この後は、過去最大規模のデジタルアート作品の体験とその工夫について紹介します。

視覚を遮断する真っ暗闇

まず展示会場内に入ると、スタッフから作品を楽しむためのアナウンスを受けます。

ここでは、スマートフォンが鑑賞中に水没してしまわないように防水ケースのプレゼントや、裸足になって手荷物をロッカーに入れる等の指示がありました。

その後促されたのは真っ暗な通路。

足元にうっすらと赤い光があるおかげで前後不覚にはなりませんが、暗闇の中で鑑賞者は視覚を失い、足や手の感覚を集中させることになります。

数メートル先も見え無い状態の中で、数歩歩いていくとぶつかるのは冷たい水の感触。

これは作品に入る前に足裏の汚れを落とすための水なのですが、汚れを落とす行為さえも体験になっているのが面白いところです。

これから作品を体験するんだと、いよいよ作品がはじまる予感に期待が高まりました。

写真 2016-08-22 0 12 00

暗闇と光を描く作品のコントラスト

『Wander through the Crystal Universe』は光の集合体によって、宇宙空間を表現したインタラクティブなインスタレーション作品です。

入り口と同じように暗闇の通路の中を歩いていくことで、『Wander through the Crystal Universe』へたどり着きます。

暗いところから明るいところへ出ると眩しいと感じるように、暗い通路の先にあるカーテンをめくった時に現れた光輝く世界はとても鮮明に目に映りました。

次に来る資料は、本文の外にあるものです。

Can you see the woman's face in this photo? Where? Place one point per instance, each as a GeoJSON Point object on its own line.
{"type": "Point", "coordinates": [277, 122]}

四方を敷居で囲われた暗い通路と対照的に、『Wander through the Crystal Universe』内は部屋全体が鏡張りになっているため、天井や壁を遠くに感じ、光の束が作り出す世界をより壮大に思わせます。

移動中の空間も作品体験をより魅力的に見せるための工夫の1つになっており、無限に広がる『Wander through the Crystal Universe』の景色とのコントラストが印象深かったです。

寝転がった中での映像体験

順路の最後にある『Floating in the Falling Universe of Flowers』は1年間の花々が時間と共に刻々と変化しながら咲き渡る宇宙が、ドーム空間に無限に広がっているインスタレーション作品です。

広い天井を見上げながら色彩豊かに変化する花が舞い散る様子を楽しむことができるのですが、その鑑賞の仕方は鑑賞者の自由。

会場の中を寝転がるも良し、複数設置されている腰掛けで休むも良し、ゆっくりとインスタレーションを楽しむことができます。

好きな姿勢でくつろげる『Floating in the Falling Universe of Flowers』の鑑賞スタイルは、ここまで歩いてきた鑑賞者の疲れた心理を上手く汲み取っていて、リラックスしたまま作品世界に没入できるのが良かったです。

他者の存在が作品を彩る

またこの作品は鑑賞者のスマートフォンとも連携しており、入り口で貰った防水ケースにプリントされたQRコードにアクセスすると、好きな蝶を作品の中へ飛ばすことができます。

ぼんやりと作品を眺めているだけでも、誰かが飛ばした蝶が現れて作品を変化させていく様子に他人の存在を感じることでしょう。

蕾から花へ変化していく花々と誰かによって生み出された蝶が自由に飛び回る景色は刻々と変化していき、その景色はその瞬間しか見ることができません。

知らない誰かの存在がたとえ小さなことでも影響を与えている、そんな意識を持つと普段の生活している中でも同じように、無意識に誰かの影響を受けていて、自分もまた周囲に影響を与えているのかもしれないと感じました。

『DMMプラネッツArt by teamLab』に行った際には、他者の存在が自分にとってどんな風に変わるのか考えながら作品を楽しんで見るのも良いかもしれませんね。

DMMプラネッツArt by teamLabまとめ

ここまで『DMMプラネッツArt by teamLab』の魅力と工夫について紹介してきました。

『DMMプラネッツArt by teamLab』は『お台場みんなの夢大陸2016』会場内で開催されており、 『お台場みんなの夢大陸2016』の入場チケットである1DAYパスポート(一般2,000円/小中学生1,300円)を購入すると展示を見ることができます。

私が行った当日は作品会場内にいるスタッフの人数も多く、広い会場で困ったことがあっても直ぐに聞くことができたので、安心して作品を楽しむことができました。

混んでいる時には120分待ちになることもあるそうですが、別料金で優先的に入場できるチケット(プライオリティチケット:1500円)を買うと待ち時間無く入れるので、ぜひ活用して見てください。